The top level page is only relevant as a landing page. This is static. But the articles that it points to change, so the long title of the second link (the example) will be top of that page one day and the next it will be something else, hence the idea of starting from the top level page. The top level page cannot be used to harvest data as it only contains short summaries of data.
When I move to the example pages (and there are hundreds of them), the full data set is available. However, this only has a unique element (like date, or title per page). There is no second element to click or select. The only thing (relevant) aside from the news article is the Next and Previous links to the next and previous news items, each of which opens a similar page.
Hence, while I can specify the First and Second Element (using Data Scraping) on the top level page, I cannot do so on the pages this points to, as each page only has a First Element.
Does this explain things better, and again, very much appreciating your responses so far, can you point me to a method to deal with this contingency?
Then the most reliable way to get all the articles would be to first scrape them (as much as possible from the top-level page) and then loop through the output table …navigate to article based on URL of an item and extract the missing information directly from detailed article view
Can you please give me some guidance as to how to make use of the XML file you sent? Is it to illustrate the flow (in terms of the box titles “Sequence”, “Articles Scraping”, etc.) or is it directly useful (i.e. I can use it directly as a basis to do what I want)? If the latter, could you please give me an indication of “how”?
Sorry, remember I am not a programmer. (But I am willing to learn and invest time).
Postscript: I have loaded the file into the Studio.
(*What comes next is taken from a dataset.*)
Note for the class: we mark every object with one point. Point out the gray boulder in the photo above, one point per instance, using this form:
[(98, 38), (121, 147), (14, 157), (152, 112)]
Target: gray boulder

It correctly gets the URLs, titles and long content! But for the first top-level page only (i.e. to the 11th record, where page 1 finishes). I needed to change one the variables as “Title” but that may have been irrelevant. It would be really helpful if you could indicate in broad terms how you very kindly made this flow - i.e. by what method - so I can try to build on it, and adapt it to other web addresses as I source new content - one day!
yes you can use it but you’ll need to do some adjustments.
The workflow I’ve sent you contains basic logic for extracting the list of articles and then looping through every item to extract full article content and save it all into CSV after that. (though I didn’t go all the way to rename every sequence and make it “bulletproof”)
You can go ahead, open the xaml file with UiPath studio and give it a go,
Once you go through the example you can work on extending the functionality i.e. adding columns with additional data by reusing the “add column” activity with different parameters (name, type, length of other columns) and then scraping the necessary information from article page + assign it to a relevant column value as I did with full article text
Also,
Have you gone through the UiPath Academy ? They’ve got quite a few courses there that will help you understand the basics of UiPath and will basically get you going and as you progress through the courses you’ll be able to manage error handling, logging and other stuff that’s quite crucial for bot stability
Hi, Filip. I am doing this on a train! My train completes its journey in 20 min, so if you could kindly indicate how you made up this flow, I will have a go tomorrow. As you can see, I have tried now running the XML using Studio. I will also look at the videos and try to learn some basics. Thanks again.
And I really appreciate what you have done even if there are errors. It is pure kindness on your part and I can only give you my thanks.